Trade Desk stock tumbles 17% premarket after outlook miss — what to watch for TTD shares

February 26, 2026
Trade Desk stock tumbles 17% premarket after outlook miss — what to watch for TTD shares

New York, February 26, 2026, 05:09 EST — Premarket

  • Trade Desk shares pointed sharply lower ahead of the open after a softer first-quarter view.
  • Management flagged uneven ad spending in consumer packaged goods and autos.
  • Analysts are cutting targets and watching for signs budgets stabilize.

The Trade Desk (TTD) shares fell 17.1% to $20.87 in premarket trading on Thursday, extending a sharp slide after the company’s latest results and outlook. The stock ended Wednesday at $25.16. (StockAnalysis)

The move matters because Trade Desk sells a demand-side platform (DSP) — software that automates ad buying through auctions, known as programmatic advertising — and investors treat it as a read-through on “open internet” ad spend. “Competitor platforms that integrate content, data and commerce into a single environment incentivize ad buyers to remain within that ecosystem,” Wedbush analyst Alicia Reese wrote, pointing to pressure from bigger players such as Amazon and Google. Trade Desk shares were down about 66% over the past 12 months through Wednesday’s close. (MarketWatch)

Trade Desk said it expects first-quarter revenue of at least $678 million, below analysts’ average estimate of $689.2 million, according to data compiled by LSEG. Twenty of 39 brokerages rate the stock “buy” or higher, while 15 call it “hold” and four “sell”; the median price target is $41, LSEG data show. The stock was down 33.71% year-to-date through Wednesday’s close. (Longbridge SG)

For the fourth quarter, the company reported revenue of $847 million and net income of $187 million, or $0.39 per diluted share. It posted adjusted EBITDA — a profit measure that strips out items such as stock-based pay — of $400 million; for 2025, revenue was $2.896 billion with adjusted EBITDA of $1.196 billion, it said. The board approved another $350 million for share repurchases, lifting the amount left under the program to $500 million, after $423 million of buybacks in the quarter and about $1.4 billion during 2025. (SEC)

On its earnings call, CEO Jeff Green pointed to softer spending from consumer packaged goods and auto advertisers, sectors he said have been hit by renewed uncertainty. “In these two categories, all global companies have levels of uncertainty that we haven’t seen for most of the last 15 years,” Green said. (Investing)

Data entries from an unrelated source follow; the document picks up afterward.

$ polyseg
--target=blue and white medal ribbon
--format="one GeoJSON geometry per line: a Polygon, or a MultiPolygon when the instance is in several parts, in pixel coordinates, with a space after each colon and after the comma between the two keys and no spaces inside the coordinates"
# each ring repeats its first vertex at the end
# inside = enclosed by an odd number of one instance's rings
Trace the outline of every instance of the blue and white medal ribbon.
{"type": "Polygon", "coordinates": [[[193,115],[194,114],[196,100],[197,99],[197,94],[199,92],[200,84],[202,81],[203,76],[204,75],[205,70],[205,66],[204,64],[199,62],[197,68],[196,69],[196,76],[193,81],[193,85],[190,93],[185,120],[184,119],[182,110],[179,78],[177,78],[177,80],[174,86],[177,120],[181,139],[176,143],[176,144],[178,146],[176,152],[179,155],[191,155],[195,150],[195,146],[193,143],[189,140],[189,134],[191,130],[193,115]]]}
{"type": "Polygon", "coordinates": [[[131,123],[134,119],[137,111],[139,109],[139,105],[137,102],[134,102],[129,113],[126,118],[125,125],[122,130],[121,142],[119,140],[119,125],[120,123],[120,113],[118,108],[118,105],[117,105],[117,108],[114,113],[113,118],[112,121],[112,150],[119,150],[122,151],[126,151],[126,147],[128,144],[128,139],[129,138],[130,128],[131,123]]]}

Loop Capital downgraded Trade Desk to “hold” from “buy” and cut its price target to $25 from $75, citing weakening advertiser demand and guidance that implies roughly five percentage points of margin pressure year over year. The broker said consumer packaged goods and auto account for more than a quarter of bookings and estimated growth would have been at least five points higher without the softness. (Investing)

But the forecast could still prove too high if brands keep pulling back, or if the late-quarter volatility management flagged spreads beyond those two big verticals. Competition risk also stays on the table as larger platforms use their own data and commerce tie-ins to keep ad dollars inside their walls.

Investors will watch whether the premarket slide holds into the opening bell at 9:30 a.m. EST, and how quickly Wall Street resets targets and ratings after the call. The next catalyst is plain: the first hour of regular trading, and whether dip buyers show up.